These numbers virtually eliminate the possibility of a recreational season once they go into effect. The old limits, however, remain in effect for the time being.
There’s not a lot of trust among some anglers regarding data that’s driving these regulations.
“There were a lot of opinions in the public comment that this is a joke,” Council member and seafood restaurant owner Laurilee Thompson said in March.
“It’s not going to end overfishing, and we as a Council need to take some kind of positive action as quickly as we can to try to get some fish for people, so they can take them home instead of throwing them back in the ocean. I don’t think Regulatory Amendment 35 is the answer.”
The increasing severity of limits is meant to reduce the number of dead discards, which cause the red snapper to be considered overfished and undergoing overfishing. Federal law mandates NOAA Fisheries and its regional management councils develop and implement plans to end overfishing when it occurs.
“This Magnuson-Stevens Act, I understand it’s been in play for quite a long time,” Darrin Willingham, Vice President of the Jacksonville Offshore Sport Fishing Club, said at a local scoping meeting in January.
“However, I think we need to go back and look for the original garbage-in, garbage-out data that has sent this terrible snowball rolling.

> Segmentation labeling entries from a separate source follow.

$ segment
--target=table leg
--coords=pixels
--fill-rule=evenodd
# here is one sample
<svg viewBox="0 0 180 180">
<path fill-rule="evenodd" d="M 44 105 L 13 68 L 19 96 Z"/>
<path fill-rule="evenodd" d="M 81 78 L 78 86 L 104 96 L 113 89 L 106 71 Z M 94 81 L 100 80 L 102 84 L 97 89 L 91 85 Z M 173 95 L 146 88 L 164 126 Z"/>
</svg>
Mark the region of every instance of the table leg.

If you look at it, the whole reason everybody is considering this to be overfished is because of data that has been shown to be skewed data, inappropriate data, false data.”

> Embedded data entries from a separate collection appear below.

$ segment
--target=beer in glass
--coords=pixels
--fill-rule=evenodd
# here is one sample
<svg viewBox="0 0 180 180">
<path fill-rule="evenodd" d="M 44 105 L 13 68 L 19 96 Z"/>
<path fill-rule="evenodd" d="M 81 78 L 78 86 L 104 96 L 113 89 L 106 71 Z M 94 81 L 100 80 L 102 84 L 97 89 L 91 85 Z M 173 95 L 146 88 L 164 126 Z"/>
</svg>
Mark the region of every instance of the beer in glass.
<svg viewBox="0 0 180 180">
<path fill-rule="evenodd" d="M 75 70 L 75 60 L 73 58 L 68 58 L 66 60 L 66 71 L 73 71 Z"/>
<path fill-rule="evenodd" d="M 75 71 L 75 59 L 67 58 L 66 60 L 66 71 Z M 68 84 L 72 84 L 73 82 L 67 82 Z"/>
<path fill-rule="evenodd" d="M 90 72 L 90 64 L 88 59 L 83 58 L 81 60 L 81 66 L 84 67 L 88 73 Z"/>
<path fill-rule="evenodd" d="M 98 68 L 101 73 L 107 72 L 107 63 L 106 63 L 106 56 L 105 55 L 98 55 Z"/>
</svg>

There is an incredible amount of red snapper in the waters from North Carolina’s Outer Banks to the Florida Keys — especially off Northeast Florida — but they’re too young to consider the fishery rebuilt, according to NOAA and SAFMC scientists.
That creates an environment in which anglers are regularly catching fish they can’t legally keep, and indications that red snapper is crowding out other species in the snapper-grouper complex.
Regulators are currently working toward data collection methods and analysis that will allow for longer South Atlantic red snapper seasons, like those in the Gulf of Mexico.